Tout ça pour dire qu’Attila est aussi un opéra de jeunesse pour moi. De plus des recherches musicologiques et historiques récentes ont largement réévalués cette œuvre étrange.

Invitons-nous dans ces siècles obscurs où l’ombre du fléau de Dieu planait sur l’Occident.

Là où passe son cheval l’herbe ne repousse plus…Est-ce si vrai que ça ?

Les trois Verdi 1813-1901.
L’œuvre de Verdi peut se diviser grosso modo en trois périodes, la première étant ce qu’il a nommé lui-même ses  » années de galère  » qui commencent avec Oberto en 1839 et se terminent avec Stiffelio en 1850. La deuxième est celle de la trilogie Rigoletto, Traviata, Il Trovatore et la dernière celle des grands chefs d’œuvre Aïda, le Requiem, Otello et Falstaff.

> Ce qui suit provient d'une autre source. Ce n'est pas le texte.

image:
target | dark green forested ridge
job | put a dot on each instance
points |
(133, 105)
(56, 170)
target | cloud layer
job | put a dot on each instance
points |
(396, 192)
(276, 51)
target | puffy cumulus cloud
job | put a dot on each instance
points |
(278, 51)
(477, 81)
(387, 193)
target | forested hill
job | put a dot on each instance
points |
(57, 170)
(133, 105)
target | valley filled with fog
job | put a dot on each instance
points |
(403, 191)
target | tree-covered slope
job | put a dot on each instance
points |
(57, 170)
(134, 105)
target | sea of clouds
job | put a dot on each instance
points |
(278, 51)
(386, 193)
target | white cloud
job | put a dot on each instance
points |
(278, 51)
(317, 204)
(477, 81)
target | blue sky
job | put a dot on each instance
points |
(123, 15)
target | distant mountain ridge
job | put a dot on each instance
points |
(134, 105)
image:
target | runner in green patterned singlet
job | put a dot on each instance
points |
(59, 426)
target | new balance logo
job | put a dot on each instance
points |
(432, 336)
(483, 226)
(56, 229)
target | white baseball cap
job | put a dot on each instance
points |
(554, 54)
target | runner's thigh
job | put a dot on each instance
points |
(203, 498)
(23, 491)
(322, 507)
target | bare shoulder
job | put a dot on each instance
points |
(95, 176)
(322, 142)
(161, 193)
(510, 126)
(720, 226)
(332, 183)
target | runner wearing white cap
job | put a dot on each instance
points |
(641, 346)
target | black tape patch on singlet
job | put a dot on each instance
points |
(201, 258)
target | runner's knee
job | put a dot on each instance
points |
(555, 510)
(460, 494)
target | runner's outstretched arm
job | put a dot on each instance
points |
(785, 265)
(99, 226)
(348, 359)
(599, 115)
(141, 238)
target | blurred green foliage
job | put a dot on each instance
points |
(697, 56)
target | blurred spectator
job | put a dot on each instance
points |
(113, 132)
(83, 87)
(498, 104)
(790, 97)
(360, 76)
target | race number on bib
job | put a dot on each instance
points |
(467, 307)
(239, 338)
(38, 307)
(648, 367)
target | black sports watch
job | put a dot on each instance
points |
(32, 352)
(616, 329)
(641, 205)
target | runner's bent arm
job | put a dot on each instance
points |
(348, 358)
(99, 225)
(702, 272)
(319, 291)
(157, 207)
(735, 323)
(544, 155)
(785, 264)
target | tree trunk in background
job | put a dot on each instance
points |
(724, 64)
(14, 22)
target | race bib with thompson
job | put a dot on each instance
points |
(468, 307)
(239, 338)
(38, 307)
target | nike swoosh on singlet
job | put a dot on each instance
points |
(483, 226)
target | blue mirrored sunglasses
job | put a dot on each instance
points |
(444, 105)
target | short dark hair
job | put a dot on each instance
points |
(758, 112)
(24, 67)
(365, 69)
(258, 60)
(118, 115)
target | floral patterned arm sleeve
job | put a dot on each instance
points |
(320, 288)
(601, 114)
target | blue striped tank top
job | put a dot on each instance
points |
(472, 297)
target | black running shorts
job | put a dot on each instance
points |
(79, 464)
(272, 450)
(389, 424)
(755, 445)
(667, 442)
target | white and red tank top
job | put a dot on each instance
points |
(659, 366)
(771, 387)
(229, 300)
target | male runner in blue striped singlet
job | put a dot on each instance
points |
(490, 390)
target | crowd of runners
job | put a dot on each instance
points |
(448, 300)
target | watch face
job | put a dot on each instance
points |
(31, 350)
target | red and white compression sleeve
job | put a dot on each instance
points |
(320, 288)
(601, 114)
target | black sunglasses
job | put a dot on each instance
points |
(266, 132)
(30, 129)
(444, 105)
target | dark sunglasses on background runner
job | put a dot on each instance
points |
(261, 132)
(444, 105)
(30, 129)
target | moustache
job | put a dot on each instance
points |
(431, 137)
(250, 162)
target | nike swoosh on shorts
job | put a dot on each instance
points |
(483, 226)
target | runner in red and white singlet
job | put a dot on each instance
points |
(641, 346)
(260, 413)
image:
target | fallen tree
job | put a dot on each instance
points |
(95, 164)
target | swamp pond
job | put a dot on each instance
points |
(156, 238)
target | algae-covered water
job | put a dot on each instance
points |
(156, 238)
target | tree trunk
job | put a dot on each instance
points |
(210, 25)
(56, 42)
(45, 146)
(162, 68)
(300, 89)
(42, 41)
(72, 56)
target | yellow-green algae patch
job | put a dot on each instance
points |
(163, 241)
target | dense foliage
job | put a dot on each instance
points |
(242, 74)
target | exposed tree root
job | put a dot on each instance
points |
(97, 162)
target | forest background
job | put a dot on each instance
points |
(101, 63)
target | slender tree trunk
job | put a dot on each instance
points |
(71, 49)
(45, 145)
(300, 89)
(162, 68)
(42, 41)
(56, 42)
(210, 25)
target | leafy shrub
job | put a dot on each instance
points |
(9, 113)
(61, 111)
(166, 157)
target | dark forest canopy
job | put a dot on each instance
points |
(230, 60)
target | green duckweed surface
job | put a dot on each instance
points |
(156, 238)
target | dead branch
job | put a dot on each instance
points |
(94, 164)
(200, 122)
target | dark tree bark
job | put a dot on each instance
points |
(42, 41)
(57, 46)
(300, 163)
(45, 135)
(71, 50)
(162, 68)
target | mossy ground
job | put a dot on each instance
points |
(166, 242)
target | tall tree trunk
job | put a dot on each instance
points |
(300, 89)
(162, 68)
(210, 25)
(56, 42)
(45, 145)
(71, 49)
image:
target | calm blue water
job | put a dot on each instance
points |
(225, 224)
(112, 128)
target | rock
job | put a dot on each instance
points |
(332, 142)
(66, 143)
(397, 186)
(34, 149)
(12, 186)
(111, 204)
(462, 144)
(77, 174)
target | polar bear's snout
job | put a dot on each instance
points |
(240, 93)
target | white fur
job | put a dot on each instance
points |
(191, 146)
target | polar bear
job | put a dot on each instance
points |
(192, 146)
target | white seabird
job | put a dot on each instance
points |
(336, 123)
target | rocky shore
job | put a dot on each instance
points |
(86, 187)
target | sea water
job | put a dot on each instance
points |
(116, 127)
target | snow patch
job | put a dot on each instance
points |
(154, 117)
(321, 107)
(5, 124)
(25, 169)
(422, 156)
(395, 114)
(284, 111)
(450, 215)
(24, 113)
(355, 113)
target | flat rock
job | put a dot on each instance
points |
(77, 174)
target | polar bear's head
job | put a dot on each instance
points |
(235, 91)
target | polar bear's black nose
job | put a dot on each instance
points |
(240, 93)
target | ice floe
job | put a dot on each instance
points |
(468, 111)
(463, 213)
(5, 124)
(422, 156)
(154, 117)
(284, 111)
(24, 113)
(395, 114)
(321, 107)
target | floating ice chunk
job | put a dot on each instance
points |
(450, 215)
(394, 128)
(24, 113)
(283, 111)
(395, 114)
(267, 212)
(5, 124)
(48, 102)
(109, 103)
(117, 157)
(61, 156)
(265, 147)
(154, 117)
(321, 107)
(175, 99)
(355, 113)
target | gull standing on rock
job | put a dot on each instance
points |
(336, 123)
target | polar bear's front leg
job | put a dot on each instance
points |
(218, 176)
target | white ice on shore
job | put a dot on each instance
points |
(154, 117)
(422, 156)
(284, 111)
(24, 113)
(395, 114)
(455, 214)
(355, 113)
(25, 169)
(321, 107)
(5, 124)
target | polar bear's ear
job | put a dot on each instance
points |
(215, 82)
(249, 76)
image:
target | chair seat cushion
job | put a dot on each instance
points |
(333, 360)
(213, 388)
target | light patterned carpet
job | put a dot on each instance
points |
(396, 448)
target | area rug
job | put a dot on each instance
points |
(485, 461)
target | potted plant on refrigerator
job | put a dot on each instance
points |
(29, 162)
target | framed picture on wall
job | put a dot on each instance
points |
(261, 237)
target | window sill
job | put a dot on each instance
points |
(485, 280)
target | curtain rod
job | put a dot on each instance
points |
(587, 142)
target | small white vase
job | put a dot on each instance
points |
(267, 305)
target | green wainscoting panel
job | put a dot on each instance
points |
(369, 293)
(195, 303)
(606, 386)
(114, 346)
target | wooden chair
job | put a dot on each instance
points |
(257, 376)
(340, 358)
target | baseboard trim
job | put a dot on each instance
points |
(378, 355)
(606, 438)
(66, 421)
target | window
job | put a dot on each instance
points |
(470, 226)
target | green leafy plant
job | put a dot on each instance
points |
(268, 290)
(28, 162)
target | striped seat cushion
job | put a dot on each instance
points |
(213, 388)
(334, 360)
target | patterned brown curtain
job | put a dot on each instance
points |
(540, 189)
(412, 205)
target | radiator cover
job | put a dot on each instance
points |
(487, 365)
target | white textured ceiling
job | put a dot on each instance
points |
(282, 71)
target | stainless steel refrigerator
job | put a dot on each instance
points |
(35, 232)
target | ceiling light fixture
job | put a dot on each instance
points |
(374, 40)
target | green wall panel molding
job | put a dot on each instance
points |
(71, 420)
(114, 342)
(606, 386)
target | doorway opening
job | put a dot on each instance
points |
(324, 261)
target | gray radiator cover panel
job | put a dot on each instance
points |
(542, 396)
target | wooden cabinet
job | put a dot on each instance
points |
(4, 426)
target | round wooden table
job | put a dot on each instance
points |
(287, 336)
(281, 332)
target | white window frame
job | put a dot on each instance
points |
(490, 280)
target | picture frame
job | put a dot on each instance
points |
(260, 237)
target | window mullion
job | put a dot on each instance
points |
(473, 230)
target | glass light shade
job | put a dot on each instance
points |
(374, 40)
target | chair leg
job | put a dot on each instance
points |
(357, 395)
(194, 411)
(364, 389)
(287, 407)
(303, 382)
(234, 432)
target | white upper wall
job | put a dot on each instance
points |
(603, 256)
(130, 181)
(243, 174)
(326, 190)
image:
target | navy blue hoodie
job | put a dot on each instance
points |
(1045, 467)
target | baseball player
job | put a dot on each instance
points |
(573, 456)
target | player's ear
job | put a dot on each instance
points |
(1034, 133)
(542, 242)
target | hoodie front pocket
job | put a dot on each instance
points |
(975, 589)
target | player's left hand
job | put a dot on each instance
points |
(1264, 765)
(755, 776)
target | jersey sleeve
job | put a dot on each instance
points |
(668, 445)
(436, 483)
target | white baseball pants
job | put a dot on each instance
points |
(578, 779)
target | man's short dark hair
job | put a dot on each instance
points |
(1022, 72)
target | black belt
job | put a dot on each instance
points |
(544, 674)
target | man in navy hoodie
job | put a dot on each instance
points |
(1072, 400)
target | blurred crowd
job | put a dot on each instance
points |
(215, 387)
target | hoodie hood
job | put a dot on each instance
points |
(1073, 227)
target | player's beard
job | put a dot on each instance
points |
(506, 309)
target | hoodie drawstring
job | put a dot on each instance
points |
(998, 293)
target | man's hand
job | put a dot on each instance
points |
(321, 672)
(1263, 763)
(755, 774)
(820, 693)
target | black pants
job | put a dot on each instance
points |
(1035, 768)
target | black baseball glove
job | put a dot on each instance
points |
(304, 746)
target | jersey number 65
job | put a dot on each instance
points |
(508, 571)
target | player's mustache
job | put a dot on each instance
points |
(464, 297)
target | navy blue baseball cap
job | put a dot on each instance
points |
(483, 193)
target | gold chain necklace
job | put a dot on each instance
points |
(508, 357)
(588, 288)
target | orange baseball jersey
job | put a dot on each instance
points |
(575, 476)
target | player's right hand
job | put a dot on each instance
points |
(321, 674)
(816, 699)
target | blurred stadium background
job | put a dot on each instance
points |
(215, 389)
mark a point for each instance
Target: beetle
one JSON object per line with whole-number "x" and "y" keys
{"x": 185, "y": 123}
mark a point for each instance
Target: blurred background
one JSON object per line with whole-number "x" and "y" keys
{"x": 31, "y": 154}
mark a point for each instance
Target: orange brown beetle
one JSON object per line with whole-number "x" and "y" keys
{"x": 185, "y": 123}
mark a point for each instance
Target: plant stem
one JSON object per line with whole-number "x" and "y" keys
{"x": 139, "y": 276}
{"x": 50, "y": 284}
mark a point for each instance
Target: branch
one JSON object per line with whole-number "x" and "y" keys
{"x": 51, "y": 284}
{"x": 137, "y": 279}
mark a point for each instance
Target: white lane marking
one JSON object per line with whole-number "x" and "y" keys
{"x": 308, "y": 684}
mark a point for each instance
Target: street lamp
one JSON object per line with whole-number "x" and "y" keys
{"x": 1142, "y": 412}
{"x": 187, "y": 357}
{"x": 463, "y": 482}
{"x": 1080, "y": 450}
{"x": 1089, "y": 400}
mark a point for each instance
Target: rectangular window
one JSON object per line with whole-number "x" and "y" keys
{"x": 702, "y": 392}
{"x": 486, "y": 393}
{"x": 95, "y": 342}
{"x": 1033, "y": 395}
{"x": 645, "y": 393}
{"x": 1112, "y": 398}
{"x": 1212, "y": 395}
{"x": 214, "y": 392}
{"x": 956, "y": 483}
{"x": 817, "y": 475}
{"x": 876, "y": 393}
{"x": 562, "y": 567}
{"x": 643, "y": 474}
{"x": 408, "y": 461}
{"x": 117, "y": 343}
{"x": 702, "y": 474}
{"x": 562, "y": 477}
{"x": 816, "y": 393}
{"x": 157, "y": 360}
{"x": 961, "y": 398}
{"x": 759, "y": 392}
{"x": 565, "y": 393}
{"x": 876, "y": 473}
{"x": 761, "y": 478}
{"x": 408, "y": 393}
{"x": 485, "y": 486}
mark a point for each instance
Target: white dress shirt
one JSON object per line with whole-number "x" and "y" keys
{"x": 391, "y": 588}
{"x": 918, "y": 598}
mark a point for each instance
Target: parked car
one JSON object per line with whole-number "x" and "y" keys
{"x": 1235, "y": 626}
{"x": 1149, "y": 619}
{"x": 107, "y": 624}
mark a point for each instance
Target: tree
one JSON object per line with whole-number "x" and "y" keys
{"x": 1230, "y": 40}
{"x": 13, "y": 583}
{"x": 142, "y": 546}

Sa carrière illustre parfaitement la méritocratie du XIXème siècle. Car tout n’est pas rose dans la vie musicale du jeune Verdi. De sa vingt-sixième à sa trente-septième année, il y eut quelques fiascos comme Un giorno di regno qui ne tint l’affiche qu’une soirée. Beaucoup de travail, il compose quatorze opéras en dix ans, c’est énorme, mais c’est bien moins que la moyenne de la production de Donizetti. A noter aussi quelques succès, deux mois à peine après sa création Ernani est mis à l’affiche dans plus de vingt théâtres, et même des triomphes comme Nabucco. Pendant ces années, Verdi devient le plus connu des compositeurs italiens vivants, une figure de l’identité nationale, l’emblème du patriotisme et de l’aspiration à l’unité italienne.

La genèse d’Attila
C’est une commande officielle du Théâtre de la Fenice de Venise pour le Carnaval du printemps 1846.

Deux librettistes se sont succédé. Le premier Temistocle Solera est resté pour Verdi l’homme de Nabucco et des premiers succès milanais.  Mais il ne terminera pas son ouvrage, nommé conseiller intime de la reine Isabelle d’Espagne, il mettra tant de cœur à ses nouvelles fonctions qu’il en oubliera les engagements pris auprès de Verdi.  C’est à Francesco-Maria Piave qu’il appartiendra finalement de mettre la dernière main au livret.

Malgré cette double écriture il présente  des qualités réelles : simplicité, découpage précis, personnages dessinés de main ferme. Toutefois, un certain manque d’unité apparaît dans le dessin d’ensemble, conséquence directe du changement de librettiste.

Parmi les opéras des années de galère, Attila mérite une place à part.  Œuvre au sujet politique, elle ne présente pas le caractère glorieusement patriotique de Nabucco ou des Lombards à la première croisade. La psychologie des personnages y est plus fouillée. Mais surtout elle développe la thèse Hegelienne du héros « faiseur d’histoire » au-delà même de la brutalité du protagoniste.

Le chœur, figure idéale du peuple y est très présent notamment lors de l’évocation de la gloire future de Venise. On sent l’enthousiasme de Verdi pour le drame du poète allemand Werner qui a inspiré l’œuvre.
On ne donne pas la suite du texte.